Il y a également ceux qui, sous Gervais Mendo Ze, bénéficiaient d’avantages faramineux qu’ils perdent avec le nouveau Dg. En réalité, à son arrivée, l’équipe est démobilisée. D’où les appels à candidature qui seront lancés pour les postes de directeurs à la suite d’un audit. « D’autres inimitiés viendront du fait que les employés sans avantages particuliers sous l’ancien Dg espéraient voir leur situation s’améliorer. Or, du fait des difficultés de l’entreprise, rien n’a pu bouger. En plus, il n’était pas dans les prérogatives du Dg de procéder par exemple à une revalorisation des salaires », précise notre source.
« Je crois que le personnel, et je leur ai déjà dit à plusieurs occasions, doit avoir un minimum de culture économique. On ne peut pas supprimer les avantages pour le simple plaisir de supprimer, ou pour être désagréable envers les gens. La science de l’économie, dit-on, c’est la science de l’allocation des ressources rares. Autrement dit, lorsque les sources sont rares, il faut les distribuer de manière optimale qui permette à l’organisation de fonctionner et de se perpétuer ». dira Vamoulke dans une interview
« Cause toujours mon gars ! Le seul critère c’est l’estomac, et les mécontentements organisés, les délations, les rapports tronqués te feront tomber »…

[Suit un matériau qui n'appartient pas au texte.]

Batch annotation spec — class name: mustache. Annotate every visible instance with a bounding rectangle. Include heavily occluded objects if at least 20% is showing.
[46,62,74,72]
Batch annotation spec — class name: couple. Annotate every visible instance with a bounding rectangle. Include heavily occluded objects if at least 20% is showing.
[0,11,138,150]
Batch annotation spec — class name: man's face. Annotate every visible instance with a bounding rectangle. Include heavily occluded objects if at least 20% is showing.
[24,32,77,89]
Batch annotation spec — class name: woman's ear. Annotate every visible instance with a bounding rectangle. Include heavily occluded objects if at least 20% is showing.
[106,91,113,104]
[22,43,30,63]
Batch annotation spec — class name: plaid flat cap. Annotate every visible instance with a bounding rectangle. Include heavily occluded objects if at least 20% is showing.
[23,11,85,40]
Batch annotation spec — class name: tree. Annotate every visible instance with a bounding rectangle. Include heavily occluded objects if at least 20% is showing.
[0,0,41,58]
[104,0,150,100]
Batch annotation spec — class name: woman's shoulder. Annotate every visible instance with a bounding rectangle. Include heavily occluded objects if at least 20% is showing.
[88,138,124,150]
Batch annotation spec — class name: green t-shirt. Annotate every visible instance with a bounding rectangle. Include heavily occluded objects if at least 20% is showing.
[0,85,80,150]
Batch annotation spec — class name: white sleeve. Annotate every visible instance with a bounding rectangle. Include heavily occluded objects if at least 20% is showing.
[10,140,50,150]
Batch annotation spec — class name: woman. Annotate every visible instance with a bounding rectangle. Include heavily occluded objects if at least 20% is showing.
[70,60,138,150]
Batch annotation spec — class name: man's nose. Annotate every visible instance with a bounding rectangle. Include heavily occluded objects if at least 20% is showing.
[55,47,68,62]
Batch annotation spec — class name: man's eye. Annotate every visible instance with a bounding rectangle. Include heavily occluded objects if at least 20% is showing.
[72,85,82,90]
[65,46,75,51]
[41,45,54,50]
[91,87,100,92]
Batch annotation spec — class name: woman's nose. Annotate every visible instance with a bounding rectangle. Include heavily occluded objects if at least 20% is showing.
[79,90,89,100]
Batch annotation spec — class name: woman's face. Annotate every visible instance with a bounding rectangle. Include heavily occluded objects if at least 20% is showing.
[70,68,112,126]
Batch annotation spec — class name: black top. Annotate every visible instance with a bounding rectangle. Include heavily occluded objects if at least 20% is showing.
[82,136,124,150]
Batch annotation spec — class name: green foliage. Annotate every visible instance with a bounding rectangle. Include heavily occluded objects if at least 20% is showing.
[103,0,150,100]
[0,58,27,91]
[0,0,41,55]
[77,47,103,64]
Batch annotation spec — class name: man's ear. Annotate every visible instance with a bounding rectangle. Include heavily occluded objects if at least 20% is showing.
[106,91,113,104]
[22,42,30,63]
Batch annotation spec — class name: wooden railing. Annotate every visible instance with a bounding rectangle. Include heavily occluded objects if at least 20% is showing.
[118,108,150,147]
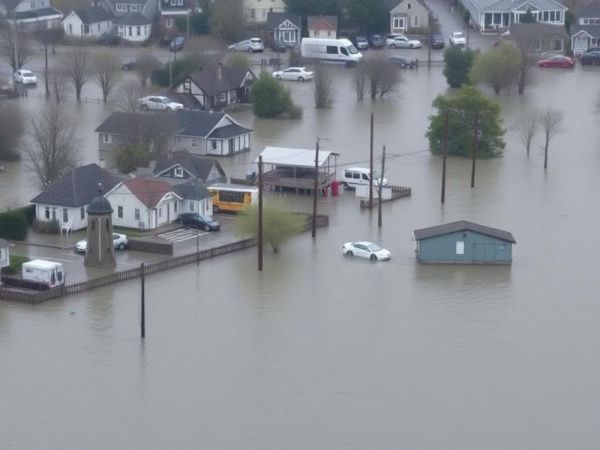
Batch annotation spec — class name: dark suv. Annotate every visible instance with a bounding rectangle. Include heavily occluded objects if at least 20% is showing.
[369,34,385,48]
[177,213,221,231]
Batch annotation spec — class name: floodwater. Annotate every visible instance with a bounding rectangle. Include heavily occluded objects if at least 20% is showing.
[0,37,600,450]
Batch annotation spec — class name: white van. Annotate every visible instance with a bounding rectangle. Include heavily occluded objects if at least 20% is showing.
[341,167,388,189]
[22,259,65,288]
[300,38,362,64]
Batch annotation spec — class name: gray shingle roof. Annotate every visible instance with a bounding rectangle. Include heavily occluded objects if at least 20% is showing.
[185,66,254,96]
[267,11,302,31]
[31,164,120,207]
[414,220,517,244]
[154,150,225,181]
[73,6,113,25]
[113,12,152,25]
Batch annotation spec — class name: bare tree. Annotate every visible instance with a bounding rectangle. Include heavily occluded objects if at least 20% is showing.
[0,102,24,161]
[25,102,77,187]
[0,21,33,72]
[63,47,90,102]
[315,64,333,108]
[136,52,160,88]
[540,109,564,169]
[93,51,121,103]
[515,111,540,156]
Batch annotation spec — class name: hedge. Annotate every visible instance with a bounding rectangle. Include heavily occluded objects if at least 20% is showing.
[0,209,27,241]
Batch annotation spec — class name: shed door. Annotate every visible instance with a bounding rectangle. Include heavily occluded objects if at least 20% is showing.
[473,243,496,261]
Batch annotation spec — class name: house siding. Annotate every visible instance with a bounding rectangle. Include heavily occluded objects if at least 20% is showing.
[417,230,512,264]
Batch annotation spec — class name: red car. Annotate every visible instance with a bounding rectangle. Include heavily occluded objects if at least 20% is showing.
[538,55,575,69]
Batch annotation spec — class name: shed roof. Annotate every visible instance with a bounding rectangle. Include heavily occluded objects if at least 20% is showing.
[414,220,517,244]
[254,147,333,167]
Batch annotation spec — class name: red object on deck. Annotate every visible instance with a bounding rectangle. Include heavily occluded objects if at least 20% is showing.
[331,180,341,197]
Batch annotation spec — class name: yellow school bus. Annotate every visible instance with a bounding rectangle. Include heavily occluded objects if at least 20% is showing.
[208,183,258,213]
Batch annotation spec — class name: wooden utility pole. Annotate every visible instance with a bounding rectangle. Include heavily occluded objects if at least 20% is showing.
[377,145,385,228]
[471,110,479,187]
[140,263,146,338]
[312,138,319,238]
[369,113,373,209]
[257,155,263,272]
[442,110,449,203]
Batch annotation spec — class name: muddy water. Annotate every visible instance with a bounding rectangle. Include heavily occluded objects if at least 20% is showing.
[0,60,600,450]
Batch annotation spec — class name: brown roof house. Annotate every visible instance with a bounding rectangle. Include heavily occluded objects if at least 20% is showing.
[172,63,255,111]
[306,16,337,39]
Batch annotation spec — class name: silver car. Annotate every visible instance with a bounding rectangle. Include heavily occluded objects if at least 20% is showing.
[227,38,265,53]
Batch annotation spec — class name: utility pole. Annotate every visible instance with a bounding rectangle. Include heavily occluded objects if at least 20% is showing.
[369,113,373,209]
[258,155,263,272]
[140,263,146,338]
[442,110,449,203]
[312,138,319,238]
[471,110,479,187]
[377,145,385,228]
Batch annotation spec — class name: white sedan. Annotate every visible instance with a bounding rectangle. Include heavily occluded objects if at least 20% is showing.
[75,233,129,253]
[273,67,315,81]
[342,241,392,261]
[13,69,37,84]
[138,95,183,112]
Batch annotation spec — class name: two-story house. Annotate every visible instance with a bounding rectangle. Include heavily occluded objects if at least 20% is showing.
[172,64,254,110]
[0,0,63,30]
[571,2,600,55]
[92,0,158,43]
[96,110,253,168]
[244,0,285,23]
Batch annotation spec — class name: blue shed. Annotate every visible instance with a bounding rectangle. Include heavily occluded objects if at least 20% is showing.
[414,220,517,264]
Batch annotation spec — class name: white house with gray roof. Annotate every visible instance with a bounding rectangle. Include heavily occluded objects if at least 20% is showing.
[460,0,567,32]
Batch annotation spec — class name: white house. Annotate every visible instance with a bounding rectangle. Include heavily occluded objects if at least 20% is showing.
[31,164,120,230]
[105,177,212,230]
[63,7,113,38]
[0,0,63,29]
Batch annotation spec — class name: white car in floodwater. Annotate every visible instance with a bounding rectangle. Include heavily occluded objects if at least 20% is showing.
[342,241,392,261]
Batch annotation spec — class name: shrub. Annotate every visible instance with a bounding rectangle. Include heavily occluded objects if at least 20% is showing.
[32,219,60,234]
[0,210,27,241]
[2,255,29,275]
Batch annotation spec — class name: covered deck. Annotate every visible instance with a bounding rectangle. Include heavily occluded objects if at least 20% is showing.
[254,147,338,194]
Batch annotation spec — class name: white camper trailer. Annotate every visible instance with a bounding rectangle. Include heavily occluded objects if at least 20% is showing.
[22,259,65,288]
[300,38,362,65]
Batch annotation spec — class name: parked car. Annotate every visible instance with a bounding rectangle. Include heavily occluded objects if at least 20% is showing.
[13,69,37,84]
[138,95,183,112]
[227,38,265,53]
[387,56,417,69]
[448,31,467,45]
[75,233,129,253]
[121,61,137,71]
[581,50,600,66]
[369,34,385,48]
[169,36,185,52]
[342,241,392,261]
[429,34,446,48]
[385,34,422,48]
[96,33,120,47]
[177,213,221,231]
[354,36,369,50]
[538,55,575,69]
[273,67,315,81]
[271,40,287,53]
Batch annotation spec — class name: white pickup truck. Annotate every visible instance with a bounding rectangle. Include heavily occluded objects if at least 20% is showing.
[448,31,467,45]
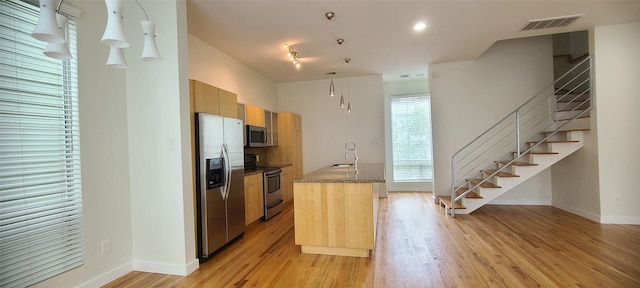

La gestion du Dg sera régulièrement traquée. Des missions de la Conac défilent à la Crtv sans rien trouver. Mais ceux qui en ont après Vamoulke ne se lasseront pas. Jusqu’à cette fameuse affaire de coaction avec Gervais Mendo Ze, son prédécesseur à la Crtv. Une inculpation à laquelle il ne comprend toujours rien. Tout comme il continue de s’interroger sur ce qu’il ce qu’il considère comme un acharnement contre sa personne.
L’acharnement continue même en prison : 22 renvois qui viennent s’ajouter sur une santé déclinante. L’hôpital central de Yaoundé, recommande “une évacuation dans un centre spécialisé” justifiée selon les médecins par “un plateau technique limité et la sévérité de l’affection neurologique” dont souffre le journaliste. L’hôpital américain de Paris à qui le dossier médical d’Amadou Vamoulke a été transmis pour avis estime que l’homme de 69 ans présente “un tableau déficitaire des deux membres, sévère et évolutif” qui nécessite des examens et des traitements “qui semblent difficiles à réunir sur place”.
La justice camerounaise va-t-elle laisser Amadou Vamoulke mourir à petit feu derrière les barreaux de la prison centrale de Kondengui à Yaoundé. Va-t-il falloir attendre un drame pour que le calvaire subi par ce journaliste qui n’a toujours pas été jugé plus de trois ans après son arrestation prenne fin?